June 15, 2007 —  (Page 1 of 2)
After 12 years, JavaScript is making the jump to 2.0, and a lot has changed since this language was first released in December 1995, in a beta of the Netscape 2.0 browser.

In the meantime, Microsoft swamped the browser market, Ecma International standardized JavaScript, and XML became a reality. JavaScript has slowly grown to become the most important language for Web developers, thanks to the copy-and-paste nature of Web code, and the popularity of mixing Asynchronous JavaScript and XML, also known as AJAX. Over the next few months, the language will be evolving into a more object-oriented form, if its creator gets his way.

Brendan Eich wasn’t always able to care for his progeny back in his days at Netscape, where he created JavaScript in 1995. With the browser wars raging, and Netscape crumbling, Eich’s attentions were turned elsewhere. Today, Eich is the CTO of the Mozilla Foundation, and he admits that the language has been down a long, bumpy road. But he hopes that the work currently going on in Ecma to build JavaScript 2.0 will help to smooth out some of the wrinkles in the JavaScript ecosystem.

THEN CAME FIREFOX
According to Eich, the days around the millennium were marked by a distinct lack of JavaScript evolution. During that time, AOL was digesting Netscape, its newest acquisition, and the Mozilla Foundation was just beginning to build its open source browser. The landscape of the Web was dominated by startup e-stores.

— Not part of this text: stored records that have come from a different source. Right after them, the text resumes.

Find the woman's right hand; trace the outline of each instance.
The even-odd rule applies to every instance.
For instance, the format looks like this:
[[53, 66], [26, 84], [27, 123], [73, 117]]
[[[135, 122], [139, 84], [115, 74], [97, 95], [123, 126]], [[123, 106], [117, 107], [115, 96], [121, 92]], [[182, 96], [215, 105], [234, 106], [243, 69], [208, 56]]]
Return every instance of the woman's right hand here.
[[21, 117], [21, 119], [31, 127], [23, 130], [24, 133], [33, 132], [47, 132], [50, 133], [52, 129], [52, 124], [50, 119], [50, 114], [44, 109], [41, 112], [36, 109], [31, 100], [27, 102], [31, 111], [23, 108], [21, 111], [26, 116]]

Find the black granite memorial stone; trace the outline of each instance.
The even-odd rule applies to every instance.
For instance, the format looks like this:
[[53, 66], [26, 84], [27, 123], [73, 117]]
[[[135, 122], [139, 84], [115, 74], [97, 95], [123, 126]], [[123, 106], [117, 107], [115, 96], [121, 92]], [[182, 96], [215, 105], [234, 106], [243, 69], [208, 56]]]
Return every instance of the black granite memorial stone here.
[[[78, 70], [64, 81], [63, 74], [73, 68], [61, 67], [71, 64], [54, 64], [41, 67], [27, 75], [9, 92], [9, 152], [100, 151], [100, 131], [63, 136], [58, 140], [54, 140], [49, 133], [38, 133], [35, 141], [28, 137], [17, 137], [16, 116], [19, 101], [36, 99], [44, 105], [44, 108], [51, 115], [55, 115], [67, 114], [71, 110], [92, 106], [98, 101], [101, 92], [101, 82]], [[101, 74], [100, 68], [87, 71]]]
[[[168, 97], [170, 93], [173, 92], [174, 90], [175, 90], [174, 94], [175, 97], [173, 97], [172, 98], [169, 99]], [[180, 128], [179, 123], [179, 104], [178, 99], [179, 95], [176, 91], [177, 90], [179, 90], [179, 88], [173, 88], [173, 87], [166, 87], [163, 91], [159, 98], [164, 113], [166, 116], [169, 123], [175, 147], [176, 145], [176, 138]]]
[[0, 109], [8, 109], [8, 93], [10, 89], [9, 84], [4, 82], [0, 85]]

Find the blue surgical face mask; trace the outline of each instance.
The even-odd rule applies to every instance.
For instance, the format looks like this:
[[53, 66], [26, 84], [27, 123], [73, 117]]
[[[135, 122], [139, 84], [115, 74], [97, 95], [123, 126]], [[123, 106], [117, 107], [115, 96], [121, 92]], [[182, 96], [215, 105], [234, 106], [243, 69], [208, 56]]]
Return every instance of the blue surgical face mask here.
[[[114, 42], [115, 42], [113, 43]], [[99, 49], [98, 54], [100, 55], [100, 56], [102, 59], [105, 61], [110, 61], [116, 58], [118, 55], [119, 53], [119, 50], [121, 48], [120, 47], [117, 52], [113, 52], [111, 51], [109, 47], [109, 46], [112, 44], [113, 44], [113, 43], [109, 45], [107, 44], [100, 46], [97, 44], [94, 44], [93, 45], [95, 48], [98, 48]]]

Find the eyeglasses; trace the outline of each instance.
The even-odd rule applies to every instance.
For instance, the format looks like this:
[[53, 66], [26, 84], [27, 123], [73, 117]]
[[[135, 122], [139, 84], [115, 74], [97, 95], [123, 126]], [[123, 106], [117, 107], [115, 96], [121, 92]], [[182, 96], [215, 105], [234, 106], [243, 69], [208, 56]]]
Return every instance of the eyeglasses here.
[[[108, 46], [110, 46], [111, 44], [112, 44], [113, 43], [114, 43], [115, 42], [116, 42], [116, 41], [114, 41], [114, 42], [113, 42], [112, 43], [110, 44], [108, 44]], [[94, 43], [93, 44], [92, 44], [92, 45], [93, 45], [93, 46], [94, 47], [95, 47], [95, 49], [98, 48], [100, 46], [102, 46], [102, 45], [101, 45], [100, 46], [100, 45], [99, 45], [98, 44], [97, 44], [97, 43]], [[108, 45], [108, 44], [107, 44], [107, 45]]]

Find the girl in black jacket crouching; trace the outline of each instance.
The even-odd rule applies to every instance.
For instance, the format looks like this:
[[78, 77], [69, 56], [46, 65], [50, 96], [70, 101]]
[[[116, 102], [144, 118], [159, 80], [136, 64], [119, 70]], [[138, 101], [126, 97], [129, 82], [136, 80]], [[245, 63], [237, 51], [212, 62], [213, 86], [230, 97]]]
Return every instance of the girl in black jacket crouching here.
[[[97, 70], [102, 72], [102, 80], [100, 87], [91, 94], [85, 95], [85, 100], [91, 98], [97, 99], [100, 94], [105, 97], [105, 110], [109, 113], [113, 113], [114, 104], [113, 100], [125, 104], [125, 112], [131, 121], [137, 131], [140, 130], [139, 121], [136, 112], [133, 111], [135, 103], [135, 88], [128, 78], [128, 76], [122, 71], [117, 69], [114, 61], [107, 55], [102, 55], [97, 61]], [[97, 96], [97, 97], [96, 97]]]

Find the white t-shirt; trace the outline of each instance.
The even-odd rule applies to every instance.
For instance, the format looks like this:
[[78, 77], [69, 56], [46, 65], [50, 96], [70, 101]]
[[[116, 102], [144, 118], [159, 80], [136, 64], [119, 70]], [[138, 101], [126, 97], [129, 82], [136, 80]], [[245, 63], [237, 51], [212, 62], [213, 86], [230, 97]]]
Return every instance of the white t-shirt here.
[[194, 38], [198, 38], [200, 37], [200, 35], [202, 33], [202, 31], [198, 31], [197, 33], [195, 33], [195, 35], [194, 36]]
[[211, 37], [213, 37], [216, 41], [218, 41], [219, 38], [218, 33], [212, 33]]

“Then Firefox [happened],” Eich said, “and interest in JavaScript [grew] around the same time. Suddenly you could drag Google maps around. Mozilla started having success with Firefox by catering to JavaScript gurus. This led to fermentation in the Web 2.0 space, with JavaScript becoming more important. We started working on [the] ECMAScript standard again.”

ECMAScript is the Ecma standard version of JavaScript, and it has been slowly moving toward version 2.0 over the past couple of years. For all intents and purposes, ECMAScript and JavaScript are soon to become one and the same, as Eich hopes that version 2.0 will be the standard upon which all other implementations are based. Eich noted that Microsoft and Adobe Systems have both produced implementations of this as-yet unfinished language, Microsoft’s JScript .NET and Adobe’s Flash ActionScript. He said he hopes that ECMAScript 2.0 will spur browser makers to adhere to that standard, rather than create their own specific versions of the language.